Just for the art for art's sake, is there any way to generate some better estimates ?
Any idea or suggestion would really be welcome.
My post being already too long, I prefer to add an answer to it rather than to edit it.
I started with a different approach considering instead that I am looking for the zero of function $$g(x)=\log (H(x))-k \log (x!)$$ Using $x_0=2k$, the first iterate of Newton method is given by $$x_1=2k-\frac{2 \log (H(2 k))-2 k \log ((2k)!)}{2 \log ((2k)!)+4 k-2 k \psi(2 k+1)+1-\log (2 \pi )}$$ Now, using expansion for large values of $k$, I end with $$\color{blue}{x_1^*= 2 k-\frac{2 k+\log (2 k)-\log (2 \pi )}{2 \log (2 k)}+\frac{2 \log (2 k)+1}{4 \log ^2(2 k)}}$$
For the test example $(k=1234)$, this gives $x_1=2309.706772$, $x_1^*=2309.706724$ while the exact solution is $2297.186319$.

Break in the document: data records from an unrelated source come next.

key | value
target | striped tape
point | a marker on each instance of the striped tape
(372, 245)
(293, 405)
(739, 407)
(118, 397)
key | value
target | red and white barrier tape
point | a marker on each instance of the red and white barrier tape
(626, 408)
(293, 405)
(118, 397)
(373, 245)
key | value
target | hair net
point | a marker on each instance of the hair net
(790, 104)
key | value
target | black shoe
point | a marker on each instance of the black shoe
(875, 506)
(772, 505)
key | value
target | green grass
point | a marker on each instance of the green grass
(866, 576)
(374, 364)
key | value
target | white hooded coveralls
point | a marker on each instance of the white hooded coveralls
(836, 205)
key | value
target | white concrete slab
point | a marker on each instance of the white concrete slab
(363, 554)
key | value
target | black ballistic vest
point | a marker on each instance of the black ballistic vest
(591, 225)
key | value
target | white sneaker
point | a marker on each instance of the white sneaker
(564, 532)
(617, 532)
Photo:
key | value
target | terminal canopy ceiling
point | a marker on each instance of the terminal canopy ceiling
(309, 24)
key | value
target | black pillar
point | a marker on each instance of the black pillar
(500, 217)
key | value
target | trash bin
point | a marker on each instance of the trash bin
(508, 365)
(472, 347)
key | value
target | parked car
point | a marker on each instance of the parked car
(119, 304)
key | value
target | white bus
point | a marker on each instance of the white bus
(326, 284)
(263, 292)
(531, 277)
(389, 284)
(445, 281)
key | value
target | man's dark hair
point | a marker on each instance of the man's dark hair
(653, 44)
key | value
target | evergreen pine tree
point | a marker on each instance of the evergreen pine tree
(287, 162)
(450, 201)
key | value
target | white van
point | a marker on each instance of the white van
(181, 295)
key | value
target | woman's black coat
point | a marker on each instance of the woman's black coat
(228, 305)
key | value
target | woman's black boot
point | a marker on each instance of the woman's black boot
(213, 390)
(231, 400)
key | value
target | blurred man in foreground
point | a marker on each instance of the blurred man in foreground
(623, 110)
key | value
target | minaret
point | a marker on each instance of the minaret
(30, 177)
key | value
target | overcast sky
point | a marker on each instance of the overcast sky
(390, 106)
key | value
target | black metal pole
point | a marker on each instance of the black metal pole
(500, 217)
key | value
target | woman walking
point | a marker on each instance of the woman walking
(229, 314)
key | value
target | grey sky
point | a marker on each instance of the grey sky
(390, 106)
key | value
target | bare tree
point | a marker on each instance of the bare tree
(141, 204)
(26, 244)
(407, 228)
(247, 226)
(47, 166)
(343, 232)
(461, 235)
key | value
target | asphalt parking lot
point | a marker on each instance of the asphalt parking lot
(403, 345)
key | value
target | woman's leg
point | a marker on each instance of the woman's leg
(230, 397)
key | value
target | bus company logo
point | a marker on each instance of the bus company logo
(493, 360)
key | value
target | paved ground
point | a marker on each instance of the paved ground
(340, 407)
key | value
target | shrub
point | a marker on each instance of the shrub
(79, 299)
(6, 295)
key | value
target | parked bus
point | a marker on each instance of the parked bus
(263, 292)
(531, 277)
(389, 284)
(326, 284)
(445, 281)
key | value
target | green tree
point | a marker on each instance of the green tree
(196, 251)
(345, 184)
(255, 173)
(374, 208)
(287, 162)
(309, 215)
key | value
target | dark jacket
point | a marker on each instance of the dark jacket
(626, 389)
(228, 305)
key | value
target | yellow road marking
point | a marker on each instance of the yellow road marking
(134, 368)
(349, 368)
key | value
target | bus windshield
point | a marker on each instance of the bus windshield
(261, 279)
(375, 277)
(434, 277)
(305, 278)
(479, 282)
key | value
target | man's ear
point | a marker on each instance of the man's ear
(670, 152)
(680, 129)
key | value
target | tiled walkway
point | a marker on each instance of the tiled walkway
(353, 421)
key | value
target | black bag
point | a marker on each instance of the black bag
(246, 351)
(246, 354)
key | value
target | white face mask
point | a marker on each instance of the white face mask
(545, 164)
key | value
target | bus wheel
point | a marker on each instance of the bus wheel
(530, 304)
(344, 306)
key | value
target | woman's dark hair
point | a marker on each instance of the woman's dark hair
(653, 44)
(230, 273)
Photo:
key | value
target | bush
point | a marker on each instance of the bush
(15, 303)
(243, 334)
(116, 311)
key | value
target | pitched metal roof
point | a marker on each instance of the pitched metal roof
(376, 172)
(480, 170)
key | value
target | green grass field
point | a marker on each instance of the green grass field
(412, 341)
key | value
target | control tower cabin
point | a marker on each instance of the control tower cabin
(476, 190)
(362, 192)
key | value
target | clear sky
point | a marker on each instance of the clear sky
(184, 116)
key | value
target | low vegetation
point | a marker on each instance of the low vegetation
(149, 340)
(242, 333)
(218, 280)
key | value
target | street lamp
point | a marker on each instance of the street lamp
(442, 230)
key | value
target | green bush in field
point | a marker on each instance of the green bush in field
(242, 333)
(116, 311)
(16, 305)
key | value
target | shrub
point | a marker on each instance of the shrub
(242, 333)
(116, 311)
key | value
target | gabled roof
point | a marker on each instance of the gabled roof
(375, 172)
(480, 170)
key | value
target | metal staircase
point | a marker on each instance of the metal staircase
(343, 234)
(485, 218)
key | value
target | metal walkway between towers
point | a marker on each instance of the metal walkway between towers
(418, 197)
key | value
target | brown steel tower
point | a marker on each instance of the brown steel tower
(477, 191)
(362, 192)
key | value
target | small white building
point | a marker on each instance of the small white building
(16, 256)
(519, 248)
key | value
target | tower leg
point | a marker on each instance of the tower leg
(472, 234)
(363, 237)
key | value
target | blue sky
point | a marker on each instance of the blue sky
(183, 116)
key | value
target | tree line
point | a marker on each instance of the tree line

From a numerical point of view, it is better to consider $g(x)$ rather than $f(x)$ since, for any of the proposed guesses $x_*$ $f(x_*) \, f''(x_*) <0$ means that, by Darboux theorem, we should have one overshoot of the solution while $g(x_*) \, g''(x_*) <0$ guarantees no overshoot at all.
Update
Doing the same work with the approximating function mentioned in the post
$$h(x)=(2 \log (x)-1)x-{4k( \log (x)-1)}$$ which is much simpler to handle, using high order methods, I obtained things such $$x_2=2k \frac{\sum_{i=1}^9 a_i t^i}{\sum_{i=1}^9 b_i t^i} \qquad \text{where} \qquad t={\log(2k)}$$
The $a_i$'s correspond to the sequence $$\{667,-111648,-156240,1348032,803040,-4435200,564480,4515840,-3225600,645120\}$$
and the $b_i$'s to $$\{-4509,-78720,69552,1099392,-272160,-3548160,1693440,3225600,-2903040,645120\} $$
From those, truncated series could easily be obtained by long division; for example $$x_2=2k\left(1-\frac{1}{2 t}-\frac{1}{4 t^2}-\frac{3}{8 t^3}-\frac{1}{2 t^4}-\frac{77}{96t^5}+O\left(\frac{1}{t^6}\right)\right)$$
Using the terms of the present table, for the test case we should get $x_2=2297.54854638212$ while the solution of $h(x)=0$ is $2297.54854638189$ and the exact solution of $g(x)=0$ is $2297.186319$.